Кавалера разбирало любопытство, и он сказал:

– Что ж, так давайте, господа, перейдем к делу.

– Прежде чем мы начнем, – проговорил негромко нотариус, – хочу, чтобы знали вы: коли вопрос вам покажется бестактным или глупым, так вы вправе на него не отвечать, в любой момент беседу прервать и уйти, никто не остановит вас.

– Начинайте уже, я весь в нетерпении, – сказал Волков. Он поглядел на своего спутника, брата Семиона, монах тоже был заинтригован.

– Имя ваше Иероним Фолькоф, рыцарь Божий и господин Эшбахта, которого прочие зовут Инквизитором? – стал спрашивать юрист.

– Да.

– Были ли имена у вас другие?

– Раньше звался я Ярославом. Был Яро Фолькоф.

– Отчего поменяли имя?

– Болван-монах по дурости своей при возведении меня в рыцарское достоинство записал меня в реестр рыцарей города Ланна как Иеронима и переписывать отказался. Я оспаривать не стал.

– Хорошо. Скажите, кавалер, правда, что всю жизнь свою вы провели на войнах и в походах и там ран и увечий во множестве снискали?

– Сие правда.

– Скажите, кавалер, были ли у вас раны и увечья, что мешали бы вам вожделеть дев и жен? Любезны ли вам девы и жены?

Волков покосился на своего монаха, тот сидел с остекленевшим от удивления лицом.
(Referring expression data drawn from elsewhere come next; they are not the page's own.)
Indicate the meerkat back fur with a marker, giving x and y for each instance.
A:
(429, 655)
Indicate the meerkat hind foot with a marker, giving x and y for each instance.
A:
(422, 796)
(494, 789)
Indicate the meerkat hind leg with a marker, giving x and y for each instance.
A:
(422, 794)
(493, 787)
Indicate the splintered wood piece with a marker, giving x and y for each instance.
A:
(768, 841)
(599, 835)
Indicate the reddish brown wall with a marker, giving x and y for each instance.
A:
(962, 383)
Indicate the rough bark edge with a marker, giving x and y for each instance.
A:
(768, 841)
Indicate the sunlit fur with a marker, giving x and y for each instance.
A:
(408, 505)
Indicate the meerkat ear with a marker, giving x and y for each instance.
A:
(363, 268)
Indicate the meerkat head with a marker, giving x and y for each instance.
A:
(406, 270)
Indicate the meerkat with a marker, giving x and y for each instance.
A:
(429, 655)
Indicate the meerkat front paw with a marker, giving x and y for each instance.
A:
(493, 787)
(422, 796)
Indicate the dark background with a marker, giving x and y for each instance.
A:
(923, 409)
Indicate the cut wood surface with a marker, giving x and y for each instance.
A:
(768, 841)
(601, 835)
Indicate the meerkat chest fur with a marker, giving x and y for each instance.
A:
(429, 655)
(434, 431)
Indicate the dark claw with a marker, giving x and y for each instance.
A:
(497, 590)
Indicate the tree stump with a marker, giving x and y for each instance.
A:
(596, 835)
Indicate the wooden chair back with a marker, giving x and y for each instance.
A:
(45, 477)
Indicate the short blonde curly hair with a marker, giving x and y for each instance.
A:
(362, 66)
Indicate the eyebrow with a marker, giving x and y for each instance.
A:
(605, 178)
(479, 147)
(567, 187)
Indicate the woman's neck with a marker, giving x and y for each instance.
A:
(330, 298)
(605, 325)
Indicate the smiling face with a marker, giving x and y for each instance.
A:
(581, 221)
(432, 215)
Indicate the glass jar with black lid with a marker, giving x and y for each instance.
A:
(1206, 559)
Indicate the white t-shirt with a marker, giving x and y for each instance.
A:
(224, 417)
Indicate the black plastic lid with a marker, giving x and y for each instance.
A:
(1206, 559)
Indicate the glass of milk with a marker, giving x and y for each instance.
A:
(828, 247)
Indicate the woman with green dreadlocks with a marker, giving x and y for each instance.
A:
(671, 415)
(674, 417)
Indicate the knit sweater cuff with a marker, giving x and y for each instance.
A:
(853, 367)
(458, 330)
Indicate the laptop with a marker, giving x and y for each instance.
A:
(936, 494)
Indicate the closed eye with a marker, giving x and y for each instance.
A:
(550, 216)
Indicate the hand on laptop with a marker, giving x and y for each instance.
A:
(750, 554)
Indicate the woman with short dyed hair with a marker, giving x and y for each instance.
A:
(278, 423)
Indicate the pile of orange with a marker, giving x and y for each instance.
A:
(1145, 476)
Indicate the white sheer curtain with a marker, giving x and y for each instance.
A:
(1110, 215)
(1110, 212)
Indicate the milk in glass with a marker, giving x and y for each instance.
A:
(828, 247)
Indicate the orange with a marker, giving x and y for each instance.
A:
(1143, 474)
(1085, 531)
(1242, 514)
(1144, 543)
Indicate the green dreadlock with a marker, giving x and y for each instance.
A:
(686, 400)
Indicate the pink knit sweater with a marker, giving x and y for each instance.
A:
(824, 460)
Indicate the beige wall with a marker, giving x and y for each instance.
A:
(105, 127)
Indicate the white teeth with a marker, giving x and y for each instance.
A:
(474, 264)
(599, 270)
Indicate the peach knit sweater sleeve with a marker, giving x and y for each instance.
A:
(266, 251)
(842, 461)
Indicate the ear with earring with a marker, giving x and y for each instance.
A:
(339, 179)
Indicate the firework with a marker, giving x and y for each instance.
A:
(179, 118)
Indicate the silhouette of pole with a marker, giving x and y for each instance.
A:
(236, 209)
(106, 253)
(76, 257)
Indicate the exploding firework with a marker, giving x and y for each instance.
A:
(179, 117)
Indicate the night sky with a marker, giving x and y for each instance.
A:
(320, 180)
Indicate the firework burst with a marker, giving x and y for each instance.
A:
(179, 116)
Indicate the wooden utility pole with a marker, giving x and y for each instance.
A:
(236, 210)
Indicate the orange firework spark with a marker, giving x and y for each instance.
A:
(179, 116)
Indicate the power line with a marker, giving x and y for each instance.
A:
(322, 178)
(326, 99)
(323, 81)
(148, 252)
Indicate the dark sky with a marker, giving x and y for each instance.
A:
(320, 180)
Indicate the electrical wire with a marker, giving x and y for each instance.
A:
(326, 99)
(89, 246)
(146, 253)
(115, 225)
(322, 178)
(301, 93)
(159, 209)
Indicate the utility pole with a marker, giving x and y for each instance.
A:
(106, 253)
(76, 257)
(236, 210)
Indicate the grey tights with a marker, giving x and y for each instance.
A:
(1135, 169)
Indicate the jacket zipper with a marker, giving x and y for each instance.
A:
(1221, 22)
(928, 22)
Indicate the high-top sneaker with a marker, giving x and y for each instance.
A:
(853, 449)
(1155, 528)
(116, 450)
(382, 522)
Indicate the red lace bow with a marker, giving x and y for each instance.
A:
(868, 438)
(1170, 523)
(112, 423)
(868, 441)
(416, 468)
– Таких ран у меня нет, – ответил наконец кавалер. – Жены и девы мне любезны, вожделел их и вожделею, как Господом положено.

– Есть ли у вас пред Богом или пред людьми обязательства брака или обязательства безбрачия, есть ли обещания или обручения?

– Никому ничего подобного не обещал, – ответил Волков. Он, кажется, начинал догадываться, о чем идет речь.

– Что ж, на том первое дело мы и закончим, – заключил нотариус. – Вот, соизвольте поставить имя свое на этой бумаге.

Он положил на стол исписанный лист. Брат Семион тут же вскочил, взял бумагу, но Волкову ее не отдал сразу, а стал читать ее, словно поверенный у кавалера. И кавалер, как ни странно, был за это ему признателен.

– Все верно, господин, можно подписывать, лишних слов здесь не записано, только ваши слова, – тихо сказал монах, кладя бумагу перед Волковым.

Нотариус все равно услыхал его слова и злобно глянул на монаха, оскорбленный таким подозрением.

Волков обмакнул перо в чернила и подписал бумагу.

– Что ж, – продолжил нотариус, забирая бумагу и пряча ее в папку. – Тогда перейдем к главному вопросу. Дозволите ли вы мне, граф, вести его или будете сами говорить?

– Скажу сам, – произнес молодой фон Мален. Он чуть помолчал, улыбаясь, глядя на Волкова и обдумывая, кажется, слова, а потом начал: – Не далее как вчера наш епископ, отец Теодор, беседовал с моим отцом и сказал, что Богу неугодно, когда столь славный воин, как вы, и столь знатная девица, как моя сестра Элеонора Августа, пропадают в печальном одиночестве. И отец мой, и я считаем, что сие плохо не только для Бога, но и для государя нашего, его высочества герцога. – Волков внимательно слушал, не произнося ни звука. Его лицо не выражало ни малейших чувств. А фон Мален продолжал: – Учитывая неоднократно подмеченную приязнь и душевность, что установилась между вами и моей сестрой, думаю, что будет правильным от лица фамилии предложить вам ее руку.